Mevlana Celaleddin Rumi

Yüzyılları Aydınlatan Işık

Yazı: M. Cemal Öztürk  / Fotoğraflar: Halit Ömer Camcı

Mevlana Celaleddin Rumi 30 Eylül 1207’de (6 Rebiülevvel 604) bugünkü Afganistan’ın Belh şehrinde dünyaya gelmiştir.

Annesi Belh emiri Rükneddin’in kızı Mümine Hanım, Babası Harzemşahların altıncısı Alaaddin Harzemşah’ın kızı Melike Emetullah Hatun’un oğlu Bahaeddin Veled’dir. Bahaeddin Veled; döneminde, ‘Sultanul Ulema’ (alimlerin sultanı) lakabıyla anılmaktadır.

Kaynaklar, babasının zamanın idarecilerini tenkid etmesi sebebiyle 1210 yılında Belh’ten ayrılmak zorunda kaldıklarını belirtmektedir.

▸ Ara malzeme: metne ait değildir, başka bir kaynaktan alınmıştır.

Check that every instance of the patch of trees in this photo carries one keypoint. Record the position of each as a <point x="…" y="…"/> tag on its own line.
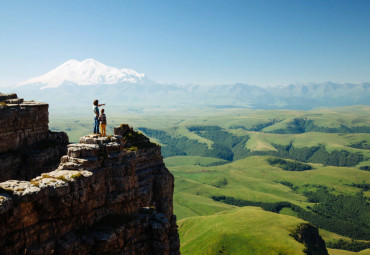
<point x="257" y="127"/>
<point x="361" y="145"/>
<point x="220" y="182"/>
<point x="363" y="186"/>
<point x="344" y="215"/>
<point x="304" y="125"/>
<point x="180" y="146"/>
<point x="318" y="154"/>
<point x="352" y="245"/>
<point x="225" y="139"/>
<point x="365" y="168"/>
<point x="204" y="128"/>
<point x="230" y="147"/>
<point x="289" y="165"/>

Nişabur’a gelen aile burada Feridüddin Attar (1230 moğol istilasında öldürülmüştür) ile görüşürler ve Attar; Celaleddin’e Esrarname isimli eserini ithaf eder. Buradan da yola çıkmak zorunda kaldıklarında ufukta Bağdat görünmektedir. Bağdat’ta Şehabeddin Suhreverdi ile görüşürler (1234).

Kufe yoluyla Mekke’ye gelen Mevlana ve ailesi buradan Medine, Şam, Halep, Malatya yoluyla Erzincan’a gelmişler, burada Evhadeddin Kirmani ve Sadeddin Hamevi ile görüşmüşlerdir.

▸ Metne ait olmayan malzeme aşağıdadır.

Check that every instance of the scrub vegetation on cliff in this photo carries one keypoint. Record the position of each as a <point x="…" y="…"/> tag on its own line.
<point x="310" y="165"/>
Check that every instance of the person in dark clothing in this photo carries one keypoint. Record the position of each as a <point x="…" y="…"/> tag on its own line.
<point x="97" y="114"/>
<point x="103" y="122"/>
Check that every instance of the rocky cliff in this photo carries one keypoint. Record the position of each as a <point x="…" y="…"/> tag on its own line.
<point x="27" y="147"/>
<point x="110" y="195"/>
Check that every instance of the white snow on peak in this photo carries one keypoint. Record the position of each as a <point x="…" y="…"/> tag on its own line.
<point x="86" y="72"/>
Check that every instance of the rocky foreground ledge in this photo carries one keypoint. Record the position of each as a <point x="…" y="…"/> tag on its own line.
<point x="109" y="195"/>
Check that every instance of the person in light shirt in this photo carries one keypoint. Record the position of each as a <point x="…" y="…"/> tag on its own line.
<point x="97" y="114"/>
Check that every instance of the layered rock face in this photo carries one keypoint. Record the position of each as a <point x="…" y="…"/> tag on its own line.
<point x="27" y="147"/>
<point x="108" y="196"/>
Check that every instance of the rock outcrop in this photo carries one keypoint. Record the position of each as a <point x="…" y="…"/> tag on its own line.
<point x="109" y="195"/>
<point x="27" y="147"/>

Şam’da da Muhyiddin İbn Arabi ile görüştüklerini belirten kaynaklar vardır. Malatya’dan Larende’ye (Karaman) geldiklerinde Mevlana Celaleddin 18 yaşına ulaşmış bulunuyordu. Burada, alimlerden Lala Şerafeddin Semerkandi’nin kızı Gevher Hatun’la evlendi. Yedi sene kaldıkları Karaman’da Mevlana, annesi Mümine Hatun’u ve ağabeyi Alaeddin’i kaybetti.

Bu üzücü hadiseler ve Selçuklu Sultanı Alaeddin Keykubat’ın ısrarlı davetleri sonucu alie son olarak Konya’ya geldiler ve Taç Melek Hatun’un İsmetiye Hankahı’na yerleştiler. Bahaeddin Veled, Sultan’dan mübalağa ile saygı görmüş ve kendisine müderrislik verilmişti.

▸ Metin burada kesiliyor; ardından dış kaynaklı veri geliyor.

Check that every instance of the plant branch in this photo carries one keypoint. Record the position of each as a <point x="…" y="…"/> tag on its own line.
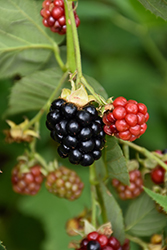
<point x="138" y="241"/>
<point x="145" y="152"/>
<point x="71" y="61"/>
<point x="98" y="98"/>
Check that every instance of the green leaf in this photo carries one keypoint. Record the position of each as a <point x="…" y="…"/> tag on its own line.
<point x="160" y="199"/>
<point x="158" y="7"/>
<point x="115" y="161"/>
<point x="2" y="247"/>
<point x="97" y="86"/>
<point x="113" y="213"/>
<point x="25" y="44"/>
<point x="142" y="218"/>
<point x="33" y="91"/>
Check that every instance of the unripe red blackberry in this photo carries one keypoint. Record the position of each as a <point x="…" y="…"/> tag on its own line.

Babası Mevlana’yı, Karaman’da iken kayınpederi ile Halep’e fıkıh ve hadis tahsiline gönderdi. Şam, Makdemiye Medresesi’nde de bulunan Mevlana, arada Seyyid Burhaneddin Muhakkik Tirmizi’den de Konya’ya gelerek istifade etmişti.

Otuz yaşında iken Şam’a yaptığı ikinci seyahatte birisi yanına yaklaşıp; “Alemin sarrafı, beni tanı.” demişti. 1244 yılında ise Konya’da daha önce Şam’da karşılaştığı Şems-i Tebrizi ile karşılaşıp, birbirlerinden ayrılmaz oldular. Bu tarihte Mevlana 38, Şems 60 yaşlarındadır. Mevlana, Şems-i Tebrizi’nin hizmete ihtiyacı olduğunda ikinci eşi Kira Hatun’u veya oğlu Sultan Veled’i hizmetine gönderiyor veya bizzat kendisi hizmet ediyordu.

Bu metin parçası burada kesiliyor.